Netgate 6100 Crash On Interface Change - Not Resolved (IPv6 + PPPoE)
-
@stephenw10 said in Netgate 6100 Crash On Interface Change:
Ok, we replicated it here. Digging now....
Fine work, fine work indeed.
-
A fix for this has now gone in upstream: https://redmine.pfsense.org/issues/14164
That's not something that can be patched at run time though.
Steve
-
@stephenw10 - Thanks Steve, from your comment I guess this will percolate down for a version update window at an unknown date?
️
-
Yes it should be in the next version, 23.05.
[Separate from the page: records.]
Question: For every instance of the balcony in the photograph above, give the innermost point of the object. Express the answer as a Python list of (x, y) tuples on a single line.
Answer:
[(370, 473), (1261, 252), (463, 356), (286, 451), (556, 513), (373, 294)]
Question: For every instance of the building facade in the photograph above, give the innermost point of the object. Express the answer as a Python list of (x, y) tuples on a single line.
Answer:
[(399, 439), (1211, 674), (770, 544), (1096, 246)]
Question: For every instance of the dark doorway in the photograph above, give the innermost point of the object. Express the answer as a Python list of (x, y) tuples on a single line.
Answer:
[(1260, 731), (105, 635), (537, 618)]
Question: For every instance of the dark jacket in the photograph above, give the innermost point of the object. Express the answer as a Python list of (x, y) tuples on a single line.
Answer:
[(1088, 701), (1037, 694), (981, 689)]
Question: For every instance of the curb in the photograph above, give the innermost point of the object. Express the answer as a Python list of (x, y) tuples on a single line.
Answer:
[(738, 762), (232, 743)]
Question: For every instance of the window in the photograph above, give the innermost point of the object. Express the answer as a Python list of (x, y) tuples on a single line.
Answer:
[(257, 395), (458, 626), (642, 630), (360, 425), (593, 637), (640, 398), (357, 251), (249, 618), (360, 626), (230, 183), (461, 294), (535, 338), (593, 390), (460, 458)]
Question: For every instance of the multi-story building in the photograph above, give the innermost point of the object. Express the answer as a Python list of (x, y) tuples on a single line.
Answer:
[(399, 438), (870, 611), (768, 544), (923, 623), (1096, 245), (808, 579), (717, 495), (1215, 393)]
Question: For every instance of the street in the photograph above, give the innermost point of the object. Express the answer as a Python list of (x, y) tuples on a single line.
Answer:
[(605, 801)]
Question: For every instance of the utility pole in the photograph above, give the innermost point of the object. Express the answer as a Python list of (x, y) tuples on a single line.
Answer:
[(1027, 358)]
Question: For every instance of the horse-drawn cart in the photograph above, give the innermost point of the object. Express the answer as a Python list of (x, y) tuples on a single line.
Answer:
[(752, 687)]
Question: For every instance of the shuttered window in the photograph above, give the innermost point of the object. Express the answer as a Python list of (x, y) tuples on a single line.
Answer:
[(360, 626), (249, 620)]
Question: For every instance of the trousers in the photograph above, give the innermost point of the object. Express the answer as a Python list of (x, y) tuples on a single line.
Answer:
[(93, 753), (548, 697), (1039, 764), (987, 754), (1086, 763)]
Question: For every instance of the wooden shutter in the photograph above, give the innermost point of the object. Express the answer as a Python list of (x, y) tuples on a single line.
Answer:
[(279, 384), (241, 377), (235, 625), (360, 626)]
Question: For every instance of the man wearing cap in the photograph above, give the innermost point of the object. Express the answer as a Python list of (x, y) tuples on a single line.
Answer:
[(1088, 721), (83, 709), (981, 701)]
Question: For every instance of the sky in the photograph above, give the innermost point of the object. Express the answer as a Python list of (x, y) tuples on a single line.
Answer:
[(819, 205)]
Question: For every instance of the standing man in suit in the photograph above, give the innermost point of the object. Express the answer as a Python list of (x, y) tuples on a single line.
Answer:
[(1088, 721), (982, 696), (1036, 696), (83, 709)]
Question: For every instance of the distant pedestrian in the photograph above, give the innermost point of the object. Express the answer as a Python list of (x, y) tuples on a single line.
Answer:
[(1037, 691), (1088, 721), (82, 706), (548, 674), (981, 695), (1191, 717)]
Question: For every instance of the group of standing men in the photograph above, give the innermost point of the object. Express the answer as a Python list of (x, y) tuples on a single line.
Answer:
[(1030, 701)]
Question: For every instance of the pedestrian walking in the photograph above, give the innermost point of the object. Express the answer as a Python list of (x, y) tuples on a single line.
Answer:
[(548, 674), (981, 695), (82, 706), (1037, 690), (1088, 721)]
In fact it's in our repo now. It should be available for testing in todays snapshots:
https://github.com/pfsense/FreeBSD-src/commit/f5a365e51feea75d1e5ebc86c53808d8cae7b6d7Steve
-
@stephenw10
Thanks again and I am slightly embarrassed to find a bug so soon into my Netgate journey. I'll keep my head down for a bit!️
-
Don't be. If everyone reported bugs as soon as they found them with the details you did there would be far fewer to find!
Steve
-
Would this bug affect a 4100 also?
It appears that I stumbled across this issue the other day when I was messing with traffic shaping on an interface that had ipv6 enabled. The moment I clicked on 'save', the blue LED on the 4100 stopped blinking, UI became unresponsive and all clients lost internet access.
I had to cycle power on the 4100 to restore normal operation. -
@azdeltawye
Sounds very similar, to say the least. Hopefully the fix will solve all.️
-
Yeah, in fact I don't think it's system specific, or even NIC specific. But even if it is the 4100 is similar enough I'd expect it's possible to hit it there too.
Steve
-
@stephenw10 said in Netgate 6100 Crash On Interface Change:
Yes it should be in the next version, 23.05.
In fact it's in our repo now. It should be available for testing in todays snapshots:
https://github.com/pfsense/FreeBSD-src/commit/f5a365e51feea75d1e5ebc86c53808d8cae7b6d7Steve
Hi Steve,
Unfortunately the issue persists in 23.05. A change in interface state can still trigger a crash.I ran 7 simple and repeatable tests today - bringing the WAN interface down and back up again (this is enough to trigger the fault) via the
disconnect
button on Status/Interfaces.7 tests - 4 failures with hard crashes, 3 did not trigger a crash.
All 4 failures produced a full crash report, info dump and textdump.tar. All available on request.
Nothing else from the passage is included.